Pairs of k-free Numbers, consecutive square-full Numbers

TL;DR

This paper improves error estimates for counting pairs of k-free and square-full numbers, extends results to r-tuples, and analyzes fundamental solutions of Pell equations using the approximate determinant method.

Contribution

It provides sharper error bounds for counting k-free and square-full number tuples and applies the approximate determinant method to Pell equations.

Findings

Improved error term for pairs of k-free integers.

Extended results to r-tuples of k-free numbers.

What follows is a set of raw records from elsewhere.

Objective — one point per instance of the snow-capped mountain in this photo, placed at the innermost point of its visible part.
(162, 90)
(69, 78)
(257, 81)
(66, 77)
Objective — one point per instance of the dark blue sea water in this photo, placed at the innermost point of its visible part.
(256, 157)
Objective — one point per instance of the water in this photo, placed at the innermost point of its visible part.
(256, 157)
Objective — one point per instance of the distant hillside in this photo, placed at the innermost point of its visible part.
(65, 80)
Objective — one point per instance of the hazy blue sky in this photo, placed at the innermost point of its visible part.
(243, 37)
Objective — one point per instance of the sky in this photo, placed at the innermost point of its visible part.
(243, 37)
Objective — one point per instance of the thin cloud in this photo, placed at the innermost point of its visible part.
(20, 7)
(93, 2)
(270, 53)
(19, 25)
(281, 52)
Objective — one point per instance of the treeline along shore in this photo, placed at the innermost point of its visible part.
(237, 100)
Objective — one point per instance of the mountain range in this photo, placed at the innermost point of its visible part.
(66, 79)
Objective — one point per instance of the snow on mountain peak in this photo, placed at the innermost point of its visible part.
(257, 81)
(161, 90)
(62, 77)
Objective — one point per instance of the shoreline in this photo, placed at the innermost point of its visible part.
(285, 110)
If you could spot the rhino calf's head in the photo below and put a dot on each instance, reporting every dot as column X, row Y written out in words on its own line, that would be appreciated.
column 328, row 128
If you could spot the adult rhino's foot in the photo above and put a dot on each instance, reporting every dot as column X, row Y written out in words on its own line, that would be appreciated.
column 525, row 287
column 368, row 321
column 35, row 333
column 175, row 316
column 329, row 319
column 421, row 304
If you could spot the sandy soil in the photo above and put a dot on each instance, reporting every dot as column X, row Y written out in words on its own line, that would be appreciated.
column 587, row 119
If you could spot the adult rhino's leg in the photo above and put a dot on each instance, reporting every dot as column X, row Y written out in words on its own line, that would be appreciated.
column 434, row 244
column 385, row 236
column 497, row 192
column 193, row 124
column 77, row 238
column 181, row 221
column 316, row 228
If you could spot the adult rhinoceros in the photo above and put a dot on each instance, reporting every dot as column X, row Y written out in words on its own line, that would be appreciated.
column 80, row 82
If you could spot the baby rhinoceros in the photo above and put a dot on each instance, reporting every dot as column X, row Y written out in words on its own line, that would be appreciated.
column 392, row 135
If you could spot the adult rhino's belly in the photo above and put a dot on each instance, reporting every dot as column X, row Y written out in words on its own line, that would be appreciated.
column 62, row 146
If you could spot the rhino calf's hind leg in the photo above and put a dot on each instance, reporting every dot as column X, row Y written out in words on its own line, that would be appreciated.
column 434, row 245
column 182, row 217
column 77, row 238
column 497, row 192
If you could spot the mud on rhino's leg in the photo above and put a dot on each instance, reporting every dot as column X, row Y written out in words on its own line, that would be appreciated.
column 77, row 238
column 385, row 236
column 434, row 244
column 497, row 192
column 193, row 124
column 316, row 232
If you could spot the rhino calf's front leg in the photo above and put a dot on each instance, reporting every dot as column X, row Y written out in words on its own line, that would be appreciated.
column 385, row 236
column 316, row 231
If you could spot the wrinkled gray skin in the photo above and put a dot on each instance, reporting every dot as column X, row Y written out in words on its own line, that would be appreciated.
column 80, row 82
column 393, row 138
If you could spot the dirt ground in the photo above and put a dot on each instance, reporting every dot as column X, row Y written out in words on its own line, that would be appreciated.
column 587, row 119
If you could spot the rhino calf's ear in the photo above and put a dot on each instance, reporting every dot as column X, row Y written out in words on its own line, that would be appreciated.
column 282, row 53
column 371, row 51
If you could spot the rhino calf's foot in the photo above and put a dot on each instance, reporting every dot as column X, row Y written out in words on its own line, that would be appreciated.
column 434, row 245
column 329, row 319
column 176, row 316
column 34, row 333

Established bounds for fundamental solutions of Pell equations.

Abstract

We consider the error term of the asymptotic formula for the number of pairs of $k$-free integers up to $x$. Our error term improves results by Heath-Brown, Brandes and Dietmann/Marmon. We then extend our results to $r$-tuples of $k$-free numbers and improve previous results by Tsang. Furthermore, we establish an error term for consecutive square-full integers. Finally, we will show that for all $\theta<3$ and for almost all $D$, the fundamental solution $\epsilon_D$ associated to the Pell equation $x^2-Dy^2=1$ satisfies $\epsilon_D> D^\theta$. This improves/recovers previous results by Fouvry and Jouve. The main tool of our work is the approximate determinant method.